Едва дождавшись, когда его заменит Ромуальд, он в драном ватнике и облезлой шапке – такая форма одежды была характерна для вахтенных в любое время года – хватал свою гармонику и убегал куда-то за кипы досок, горы угля, кучи металлолома. Там он вытаскивал из кармана заветную полулитровую бутылочку и начинал концерт по заявкам. Репертуар был в основном русским народным: про Варяг, ямщика и милую мою. О террористах в то время еще не знали, поэтому в штате портов служба безопасности занималась лишь чисто пропускными делами – Блюмберга никто не тревожил. Подойдет усталый докер, послушает с минуту и уходит по своим делам. А Коля наяривает, подвывая себе сквозь закушенную папиросу. Потом хлопнет водочки, занюхает отворотом фуфайки, раскурит папироску – и снова пальцы устремляются в бег по черно-белым кнопочкам.
Там его и находили под утро, когда приходило его время вновь заступать на вахту, сладко спящего с гармошкой в обнимку.
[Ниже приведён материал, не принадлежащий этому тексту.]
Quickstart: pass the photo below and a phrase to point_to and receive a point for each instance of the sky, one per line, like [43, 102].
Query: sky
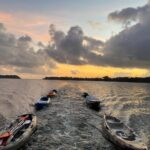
[81, 38]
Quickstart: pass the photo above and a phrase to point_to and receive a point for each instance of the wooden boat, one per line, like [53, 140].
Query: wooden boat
[121, 135]
[42, 102]
[18, 132]
[52, 93]
[91, 101]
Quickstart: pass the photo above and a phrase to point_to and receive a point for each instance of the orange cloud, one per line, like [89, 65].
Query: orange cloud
[95, 71]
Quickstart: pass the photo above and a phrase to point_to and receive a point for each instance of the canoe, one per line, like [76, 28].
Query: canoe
[52, 93]
[42, 102]
[91, 101]
[18, 132]
[121, 135]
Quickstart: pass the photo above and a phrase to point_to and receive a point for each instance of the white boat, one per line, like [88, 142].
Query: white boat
[91, 101]
[42, 102]
[18, 132]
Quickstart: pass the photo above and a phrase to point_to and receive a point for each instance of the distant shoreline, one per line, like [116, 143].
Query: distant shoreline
[9, 77]
[106, 78]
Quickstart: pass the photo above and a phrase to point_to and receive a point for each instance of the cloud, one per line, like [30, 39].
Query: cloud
[18, 52]
[95, 24]
[131, 47]
[128, 15]
[72, 48]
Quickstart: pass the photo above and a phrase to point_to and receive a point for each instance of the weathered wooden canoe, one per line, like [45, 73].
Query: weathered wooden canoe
[91, 101]
[121, 135]
[52, 93]
[18, 132]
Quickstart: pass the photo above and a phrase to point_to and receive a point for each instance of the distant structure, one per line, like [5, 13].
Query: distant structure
[105, 78]
[9, 77]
А Вадик Савела все никак не мог отойти от своей армии. Он никогда не выпускал изо рта сигареты, временами при безопасных стечениях обстоятельств меняя ее на самолично забитые «козьи ножки». После этого глаза Вадика наливались кровью и он, раздувая ноздри, говорил о собаках. По его понятиям собаки – это овчарки. Остальные – извините, дерьмоеды. Савела не скрывал того, что однажды был подстрелен где-то в Азербайджане, но никогда не рассказывал о своих войсках. Прослужил он на полгода больше положенного срока, но не сожалел об этом нисколько. Грустил он только о двух своих собаках, которые погибли одна за другой. «Как же так не уберег?» – говорил он, стекленел глазами и сжимал кулаки.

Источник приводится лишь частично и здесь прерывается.